Appartements témoins

La spoliation des locataires juifs à Paris, 1940-1946
Histoire
Sociologie
Auteur(s)
Isabelle BACKOUCHE, Sarah GENSBURGER & Eric LE BOURHIS
Publication
janvier 2025
Appartenance
Centre de sociologie des organisations (CSO)
Éditeur
La Découverte

À l’occasion du 80e anniversaire de la fin de la Seconde Guerre mondiale, et à la faveur d’archives inédites, ce livre raconte, rue par rue, l’histoire d’une spoliation passée sous silence mise en œuvre par les autorités françaises et allemandes, et entérinée par la IVème République. Celle de dizaines de milliers de Parisiens juifs et locataires qui, remplacés par des non juifs, ont perdu le droit d’habiter leur logement. Les auteurs montrent la convoitise autour de ces appartements et retracent une histoire méconnue qui met en lumière la participation de la société parisienne.

À l’heure de la Libération, le retour à la vie ordinaire n’a pas été facile pour la grande majorité des juifs de la région parisienne qui ont survécu à la guerre. Sur une population de quelque 200 000 juifs avant 1940, 40 000 ont été tués. Pour survivre, les autres ont massivement quitté leur domicile, pour la zone libre, la province ou une autre adresse dans la capitale. À leur retour, ils ont trouvé leur appartement occupé par des familles non juives. Contrairement à une croyance encore tenace, l’installation des nouveaux locataires n’a pas été spontanée mais s’est faite sous l’égide des autorités de Vichy, épaulées par les Allemands. Son étude invite ainsi à reconsidérer plusieurs pans de l’histoire de la Seconde Guerre mondiale en France.

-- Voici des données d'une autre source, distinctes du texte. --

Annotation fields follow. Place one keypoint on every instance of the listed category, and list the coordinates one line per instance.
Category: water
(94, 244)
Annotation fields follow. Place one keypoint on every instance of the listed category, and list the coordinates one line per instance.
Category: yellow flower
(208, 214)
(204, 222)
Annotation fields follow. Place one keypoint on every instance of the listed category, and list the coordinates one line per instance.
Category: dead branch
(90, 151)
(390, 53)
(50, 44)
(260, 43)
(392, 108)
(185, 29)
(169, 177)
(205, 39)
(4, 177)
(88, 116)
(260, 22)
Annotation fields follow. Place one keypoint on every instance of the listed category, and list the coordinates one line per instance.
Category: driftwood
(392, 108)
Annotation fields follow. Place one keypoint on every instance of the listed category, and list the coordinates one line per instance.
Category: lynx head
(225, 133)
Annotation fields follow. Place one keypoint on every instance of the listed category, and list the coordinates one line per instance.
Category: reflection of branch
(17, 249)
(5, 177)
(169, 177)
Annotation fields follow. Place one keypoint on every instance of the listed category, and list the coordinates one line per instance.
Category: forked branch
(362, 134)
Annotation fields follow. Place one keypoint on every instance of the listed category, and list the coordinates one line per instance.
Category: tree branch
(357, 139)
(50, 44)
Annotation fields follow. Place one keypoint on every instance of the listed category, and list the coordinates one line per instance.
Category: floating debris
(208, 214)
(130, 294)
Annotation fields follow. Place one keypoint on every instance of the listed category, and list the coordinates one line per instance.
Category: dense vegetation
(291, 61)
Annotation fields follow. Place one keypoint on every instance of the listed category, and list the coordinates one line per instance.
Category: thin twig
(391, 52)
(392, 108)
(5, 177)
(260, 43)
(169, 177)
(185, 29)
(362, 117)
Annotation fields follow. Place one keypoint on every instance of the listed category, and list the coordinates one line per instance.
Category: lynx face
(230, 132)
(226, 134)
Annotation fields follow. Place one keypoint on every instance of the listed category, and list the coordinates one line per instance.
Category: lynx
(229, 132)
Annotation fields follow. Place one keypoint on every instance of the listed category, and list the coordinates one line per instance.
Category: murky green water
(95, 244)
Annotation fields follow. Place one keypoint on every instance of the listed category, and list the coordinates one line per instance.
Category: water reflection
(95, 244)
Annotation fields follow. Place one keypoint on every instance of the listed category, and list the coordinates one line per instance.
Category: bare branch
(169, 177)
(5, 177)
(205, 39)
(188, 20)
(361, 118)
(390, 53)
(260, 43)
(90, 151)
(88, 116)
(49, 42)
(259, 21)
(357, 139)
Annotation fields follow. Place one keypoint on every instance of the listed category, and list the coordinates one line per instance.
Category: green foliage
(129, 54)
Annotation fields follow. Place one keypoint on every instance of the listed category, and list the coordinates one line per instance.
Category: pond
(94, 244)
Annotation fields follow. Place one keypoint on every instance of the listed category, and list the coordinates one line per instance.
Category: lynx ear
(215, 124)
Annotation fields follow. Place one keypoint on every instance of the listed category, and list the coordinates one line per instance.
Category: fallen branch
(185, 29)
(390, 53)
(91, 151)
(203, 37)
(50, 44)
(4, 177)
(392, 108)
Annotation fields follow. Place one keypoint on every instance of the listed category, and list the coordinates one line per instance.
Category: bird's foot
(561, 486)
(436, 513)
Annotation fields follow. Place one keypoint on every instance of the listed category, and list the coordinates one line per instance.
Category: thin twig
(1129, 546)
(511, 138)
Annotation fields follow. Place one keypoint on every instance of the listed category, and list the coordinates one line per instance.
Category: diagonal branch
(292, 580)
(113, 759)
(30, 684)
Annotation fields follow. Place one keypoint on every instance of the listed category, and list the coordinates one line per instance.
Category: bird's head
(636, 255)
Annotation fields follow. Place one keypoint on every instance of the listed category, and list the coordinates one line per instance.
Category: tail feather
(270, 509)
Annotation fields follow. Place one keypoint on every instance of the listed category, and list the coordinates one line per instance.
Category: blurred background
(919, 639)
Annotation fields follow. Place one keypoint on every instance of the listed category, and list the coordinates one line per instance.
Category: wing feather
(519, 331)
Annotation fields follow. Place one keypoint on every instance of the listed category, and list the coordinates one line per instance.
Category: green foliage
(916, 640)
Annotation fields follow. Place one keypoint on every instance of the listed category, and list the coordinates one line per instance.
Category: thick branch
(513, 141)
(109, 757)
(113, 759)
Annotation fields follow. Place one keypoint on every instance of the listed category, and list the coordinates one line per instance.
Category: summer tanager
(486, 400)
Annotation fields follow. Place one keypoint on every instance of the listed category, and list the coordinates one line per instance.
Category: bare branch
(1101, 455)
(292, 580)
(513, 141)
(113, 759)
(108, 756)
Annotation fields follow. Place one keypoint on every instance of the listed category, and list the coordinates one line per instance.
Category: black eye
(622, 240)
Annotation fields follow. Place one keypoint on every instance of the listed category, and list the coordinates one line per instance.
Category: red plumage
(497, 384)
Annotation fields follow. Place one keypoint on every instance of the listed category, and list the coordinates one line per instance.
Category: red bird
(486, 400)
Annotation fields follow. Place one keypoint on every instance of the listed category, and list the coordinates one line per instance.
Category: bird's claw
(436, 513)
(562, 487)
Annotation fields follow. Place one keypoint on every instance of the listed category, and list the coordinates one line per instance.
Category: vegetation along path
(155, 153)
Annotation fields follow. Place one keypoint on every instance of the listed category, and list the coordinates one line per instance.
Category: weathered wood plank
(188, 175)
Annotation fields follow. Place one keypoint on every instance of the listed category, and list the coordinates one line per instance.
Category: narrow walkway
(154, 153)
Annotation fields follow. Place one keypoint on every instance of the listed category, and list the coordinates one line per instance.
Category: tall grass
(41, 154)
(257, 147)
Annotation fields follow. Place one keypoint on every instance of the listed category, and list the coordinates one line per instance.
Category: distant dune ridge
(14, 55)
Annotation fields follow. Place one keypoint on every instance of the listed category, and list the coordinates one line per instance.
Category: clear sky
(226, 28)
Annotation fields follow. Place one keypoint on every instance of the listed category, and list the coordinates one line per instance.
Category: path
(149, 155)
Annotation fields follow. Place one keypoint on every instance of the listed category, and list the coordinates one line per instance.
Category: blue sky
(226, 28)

Appuyé sur dix ans d’enquête et sur la découverte d’un fonds d’archives oublié, ce livre raconte cette dépossession, ignorée des travaux historiens, à la croisée entre l’histoire de la Shoah et celle du logement. Une politique publique a été instaurée pour satisfaire une population parisienne en mal de logements et reloger les sinistrés des bombardements alliés. L’arsenal de l’exclusion des juifs a été mis au service du fonctionnement d’un marché immobilier où l’on croise propriétaires, fonctionnaires, sinistrés, voisins, concierges et clients « pistonnés », en bref la société parisienne dans toute sa diversité. Cette spoliation est décrite à partir de milliers de documents d’archives ordinaires de la Préfecture de la Seine, de lettres éplorées et formulaires discriminants. Et bien au-delà de la Libération, un antisémitisme virulent s’exprimera autour de ces logements, le retour des juifs perturbant les arrangements du temps de l’Occupation : la République restaurée œuvrera finalement à limiter leur droit au retour. À ce titre, ces appartements sont les témoins des mécanismes qui ont permis l’élimination des juifs de la société parisienne. Cet ouvrage leur donne enfin la parole, à la faveur d’une écriture narrative et d’une déambulation dans les rues de la capitale.

À propos des auteurs

Isabelle Backouche est historienne de l’urbain à l’EHESS (CRH). Elle a publié plusieurs ouvrages, dont Paris transformé. Le Marais 1900-1980. De l’îlot insalubre au secteur sauvegardé (Créaphis, 2016).

Sarah Gensburger est sociologue de la mémoire au CNRS/Sciences Po Paris (CSO). Elle a publié plusieurs ouvrages de sociologie et d’histoire, dont Qui posent les questions mémorielles ? (CNRS Éditions, 2023) et Images d’un pillage. Album de la spoliation des Juifs (Paris, 1940-1944) (Textuel, 2010).

Eric Le Bourhis est historien de l’urbain à l’Inalco (CREE). Il a co-dirigé Seeking Accountability for Nazi and War Crimes in East and Central Europe: A People’s Justice? (University of Rochester Press, 2022).